Quote Originally Posted by Illusions View Post
What if you don't have a Facebook account and someone tags you in one of their photos, and they're completely visible to everyone on Facebook?
How is that any different from someone uploading a photo to a blog and saying in the caption, "That's Joe"?

If you don't have a Facebook account you're not participating in the Facebook tagging process. But there's tons of people and businesses that exist on photographs on the Web.

Quote Originally Posted by Ominous Gamer View Post
and most upload servicers aren't banned in the EU. and at this point I've given up hope that you are actually reading the articles you are linking to and bitching about. No one is outlawing your own photos of yourself from being uploaded to the internet. again, its how the service is used. by allowing someone else to add people to facebook's facial recognition program without their consent.

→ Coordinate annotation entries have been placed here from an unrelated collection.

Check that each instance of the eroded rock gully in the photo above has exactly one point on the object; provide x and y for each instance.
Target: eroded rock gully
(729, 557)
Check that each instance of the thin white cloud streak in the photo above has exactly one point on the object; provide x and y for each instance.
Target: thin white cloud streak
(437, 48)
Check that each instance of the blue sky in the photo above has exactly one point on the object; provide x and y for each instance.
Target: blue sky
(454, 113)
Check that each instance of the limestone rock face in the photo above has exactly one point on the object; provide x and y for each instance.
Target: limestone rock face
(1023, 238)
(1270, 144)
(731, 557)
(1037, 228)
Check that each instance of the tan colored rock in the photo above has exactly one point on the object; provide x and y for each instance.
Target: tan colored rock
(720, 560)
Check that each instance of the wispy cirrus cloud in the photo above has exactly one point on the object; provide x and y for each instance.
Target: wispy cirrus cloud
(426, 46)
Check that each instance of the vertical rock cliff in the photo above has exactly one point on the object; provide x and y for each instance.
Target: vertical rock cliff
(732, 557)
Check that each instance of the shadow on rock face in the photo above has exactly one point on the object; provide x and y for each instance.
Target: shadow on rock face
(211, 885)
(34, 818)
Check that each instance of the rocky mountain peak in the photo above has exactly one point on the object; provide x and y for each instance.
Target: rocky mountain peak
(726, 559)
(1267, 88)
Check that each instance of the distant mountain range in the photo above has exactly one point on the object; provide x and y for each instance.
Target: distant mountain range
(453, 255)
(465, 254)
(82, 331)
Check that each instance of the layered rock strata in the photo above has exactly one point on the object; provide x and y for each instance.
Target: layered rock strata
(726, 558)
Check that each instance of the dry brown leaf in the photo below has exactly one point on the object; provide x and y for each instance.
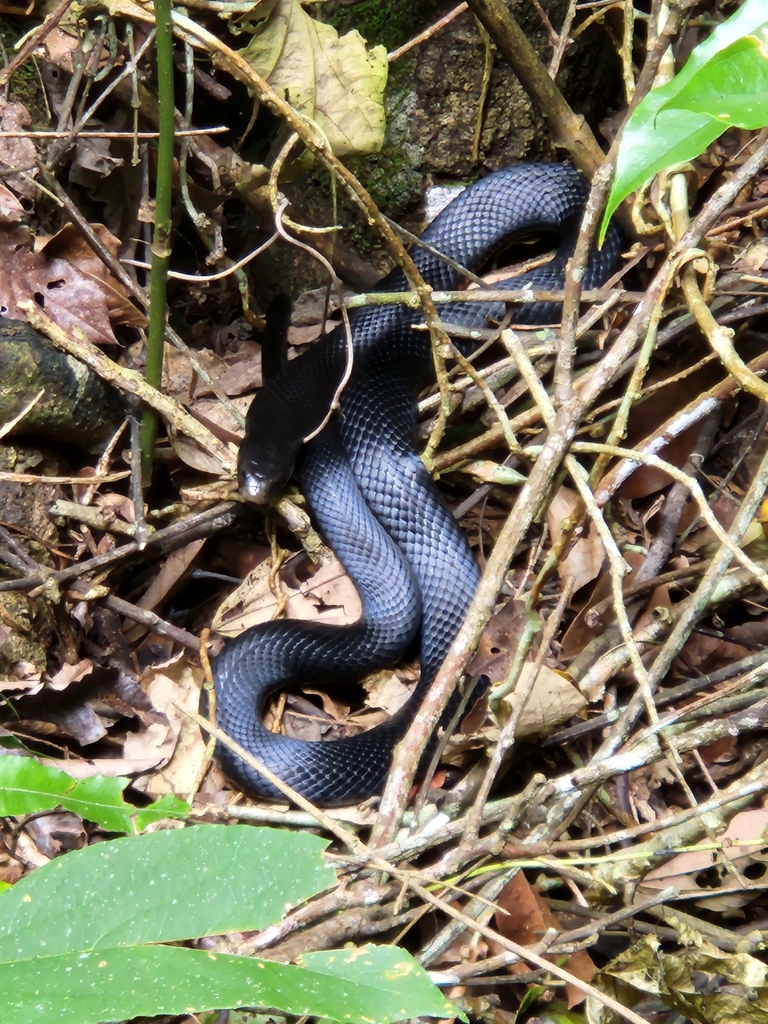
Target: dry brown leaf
(70, 674)
(69, 245)
(178, 745)
(553, 700)
(171, 571)
(692, 870)
(586, 557)
(332, 79)
(17, 152)
(77, 299)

and news sources have all types of rights that extend past regular citizens, is that really your best defense? Not to mention this has absolfuckinglutely nothing to do with the problem facebook ran into. As far as I'm aware facebook's captioning option, something its had since the early days, is not under attack and thus far has not been banned. But don't let that get in the way of screaming doom and gloom.
I've given up hope that you weren't educated in Norwegian academia.

As Cain pointed out, this isn't about photos of yourself but about photos of your friends. All this Facebook feature does is do what your own mind does —*see who has the same face and suggesting who among your existing tags applies to a given photo. There is no privacy being violated here, and I haven't seen even the semblance of an argument as to how it does.

Quote Originally Posted by Ominous Gamer View Post
So on one side of your mouth you demand strict government regulation, than on the other hand castigate a company for complying with government regulation?